I want to add a new dripper to my collection and will most probably be getting a Fast Tech clone. I have a Trident already (which I love) so here are my narrowed down options:


Trident V2 
Omega
Gaia
Igo-M
As you can tell from the links they are all airflow adjustable. I prefer to have the different draw options.

Does anyone have any experience with either of these? Is there something else you want me to consider?

I'm inclined towards the Igo-M, as a dual and quad coil setup will be super easy and it's got the option of an extremely open draw. Trident V2 is sure to be a winner but this version seems to be full of flaws. Omega and Gaia looks solid.

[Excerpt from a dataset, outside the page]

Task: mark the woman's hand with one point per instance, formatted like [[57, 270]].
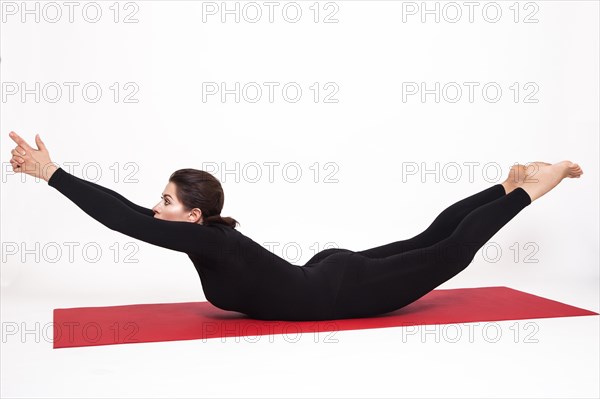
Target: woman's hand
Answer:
[[30, 161]]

Your advice on this topic will be sincerely appreciated and future generations are sure to prosper from it.


----------



## thekeeperza (14/4/14)

I have the Omega. My initial impressions are here. After using it for a few weeks I do like it and have come to love the adjustable airflow. If you enjoy serious airflow this won't disappoint - the air holes are about 3mm. Not the easiest to build coils on as the base cup is deep and the post holes are below the rim of the cup.

Reactions: Like 1


----------



## Rowan Francis (14/4/14)

Igo M would be my choice .

Reactions: Like 1


----------



## Reinvanhardt (14/4/14)

Cool thanks guys. I'm still in two minds regarding the Igo-M and Omega. Will make the decision when the time comes to order and let you know.


----------



## Andre (14/4/14)

I know nothing of these drippers, but do like the look of the Igo-M.

Reactions: Agree 1


----------



## Alex (14/4/14)

That Igo-M would be my choice too.

Reactions: Agree 1


----------